Each year, he returns back to Mumbai hungrier. Says Uri, “I must say, the deep rootedness of the music scene is incredible. The old school funk & hip-hop enthusiasts, like Marc Hype and Grizzly Adams, for instance, have such a vast knowledge of old school beats and breaks. Through these guys I have learned to go back in time and play music that people have forgotten about. Now, my buzz is playing to people and taking them back in time with a track they haven’t heard in years.”

Berlin is taking clubbers and DJs both backwards and forward. To be sure, India’s next generation of DJs is heavily aided by Berlin’s largesse. Impressed by the initiative at the True School of Music, DJ Uri’s Berlin contemporary Grizzly Adams worked out a deal for the institute in Berlin with Native Instruments, leading software and hardware manufacturers for DJs and producers. Native Instruments now provides free and subsidized gear not just to the True School of Music in Mumbai but also to techno don Arjun Vagale’s I Love Music (ILM) Academy in New Delhi. The Native Instruments team also ensure a regular supply of masterclasses by German artists at the school. Mumbai supplied the German capital with a masterclass of its own last May.
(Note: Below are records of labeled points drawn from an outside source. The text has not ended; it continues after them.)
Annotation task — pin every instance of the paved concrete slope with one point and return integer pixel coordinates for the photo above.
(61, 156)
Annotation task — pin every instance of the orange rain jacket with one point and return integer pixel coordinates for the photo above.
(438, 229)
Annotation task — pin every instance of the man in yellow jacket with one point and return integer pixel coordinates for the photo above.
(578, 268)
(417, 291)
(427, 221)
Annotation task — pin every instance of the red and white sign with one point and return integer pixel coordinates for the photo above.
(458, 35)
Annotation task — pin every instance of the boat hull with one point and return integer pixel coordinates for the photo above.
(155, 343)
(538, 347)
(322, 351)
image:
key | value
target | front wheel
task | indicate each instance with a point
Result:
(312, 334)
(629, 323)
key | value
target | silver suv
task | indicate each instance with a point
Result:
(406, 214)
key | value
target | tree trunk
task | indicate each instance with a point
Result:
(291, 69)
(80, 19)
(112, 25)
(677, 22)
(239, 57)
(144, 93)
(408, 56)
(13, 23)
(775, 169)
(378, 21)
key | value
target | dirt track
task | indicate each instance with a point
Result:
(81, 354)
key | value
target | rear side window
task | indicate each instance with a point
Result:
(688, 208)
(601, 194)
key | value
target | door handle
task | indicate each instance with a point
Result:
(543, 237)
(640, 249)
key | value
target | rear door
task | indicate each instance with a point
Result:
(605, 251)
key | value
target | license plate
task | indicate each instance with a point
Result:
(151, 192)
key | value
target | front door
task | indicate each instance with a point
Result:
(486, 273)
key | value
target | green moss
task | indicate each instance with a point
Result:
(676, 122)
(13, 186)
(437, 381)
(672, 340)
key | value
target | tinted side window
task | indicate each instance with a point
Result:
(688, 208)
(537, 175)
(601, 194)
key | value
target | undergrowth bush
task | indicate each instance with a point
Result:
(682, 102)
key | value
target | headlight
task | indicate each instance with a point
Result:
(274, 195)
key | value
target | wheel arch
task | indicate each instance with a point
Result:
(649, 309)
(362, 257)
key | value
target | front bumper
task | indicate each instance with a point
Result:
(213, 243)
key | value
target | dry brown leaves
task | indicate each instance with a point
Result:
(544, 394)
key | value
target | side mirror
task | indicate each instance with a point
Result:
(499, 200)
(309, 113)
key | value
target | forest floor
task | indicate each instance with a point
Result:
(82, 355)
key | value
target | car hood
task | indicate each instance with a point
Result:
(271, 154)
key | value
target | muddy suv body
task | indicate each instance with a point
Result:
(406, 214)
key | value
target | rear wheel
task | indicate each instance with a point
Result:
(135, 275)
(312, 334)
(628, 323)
In a landmark historic moment, Charanjit Singh, the 72-yearold acid house trailblazer, performed alongside the genre’s British godfather A Guy Called Gerald, at the world’s most famous techno and gay club, Berghain. The gig was part of the prominent CTM festival, dedicated to presenting “a diverse range of artistic activities in the context of sound and club cultures since 1999.” Singh’s manager and agent Rana Ghose, who has been instrumental in getting the artist to gig again, was at the event. “I was pretty excited to have Charanjit play at the Berghain given the historical significance of the venue,” he says. The Berghain is Berlin cast in stone. Located in a former power plant, it’s spacious, multilayered and welcomes a mixed, open-minded crowd. It still strives to balance its historic gay past (much like techno itself), with an arbitrary door policy but insides locals and tourists breathe easily.

(L-R) A Guy Called Gerald with Charanjit Singh |Photo Credit: Rana Ghose

It’s an attitude that most Indian artists find refreshing and compels them to return to both, the club and the city. Kumar, from B.L.O.T, says, “Berlin is a completely global population of artists and audiences, and it’s better that way. It creates a more secular, democratic network of music, where being Indian does not necessarily grant you better or worse rights to be successful.” And Shaa’ir & Func’s Correia agrees. “You don”˜t have to overcome third world baggage of religion, politics and society,” he says. “If you are brilliant and talented, you are accepted without having to present a giant bio or résumé, no bribes will get you into the best spaces to be, just being yourself will do.” David Bowie once remarked that Berlin is, “The greatest cultural extravaganza that one could imagine.”

And India’s emerging sideshow is all the better for it.